Ottawa

Council approves Lansdowne rezoning

Ottawa city council has voted to approve zoning for the Lansdowne Park redevelopment.

Ottawa city council has voted to approve zoning for the Lansdowne Park redevelopment.

In a written release sent out on Tuesday, council said the redevelopment would permit "a lively mix of urban, residential, public and commercial spaces."

The rezoning allows for two residential towers — 17 and 20 storeys high — on Bank Street, as well as a row of four-storey condos, with 30-metre buildings set just behind them, along Holmwood Avenue.

The site will also include a new urban park, a stadium and civic centre. In addition, the development will include stores, restaurants, a cinema, an office building and a site for the Ottawa Farmers' Market.

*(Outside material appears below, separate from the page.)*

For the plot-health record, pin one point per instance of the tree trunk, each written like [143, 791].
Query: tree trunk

The development fulfills the city's plan of creating "pedestrian and cycle-friendly urban neighbourhoods where people can live, work and play," the release said.

Capital Ward Coun. Clive Doucet had put forward a motion to put off the rezoning until after the city has received heritage reports dealing with the project, but that motion was defeated.

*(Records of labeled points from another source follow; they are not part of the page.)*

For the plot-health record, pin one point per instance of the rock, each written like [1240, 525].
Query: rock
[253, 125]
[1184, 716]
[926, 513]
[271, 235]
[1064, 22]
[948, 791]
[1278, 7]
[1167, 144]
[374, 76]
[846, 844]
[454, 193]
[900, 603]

Doucet wanted to defer the decision in part because the Lansdowne rezoning includes the elimination of Sylvia Holden Park, a strip of grass and trees on the south side of Holmwood Avenue in the Glebe neighbourhood.

Doucet argued decommissioning any city park requires two-thirds of council to approve the decision, and no such approval has been given. Doucet said it raised the prospect that other parks in the city could be decommissioned in a similar manner, in violation of a policy adopted by the city in 1994.

The city has said the park's designation occurred before amalgamation and that the city considers the strip of land to be part of the larger Lansdowne site.

A public meeting on the development is scheduled to take place at Lansdowne in mid-October.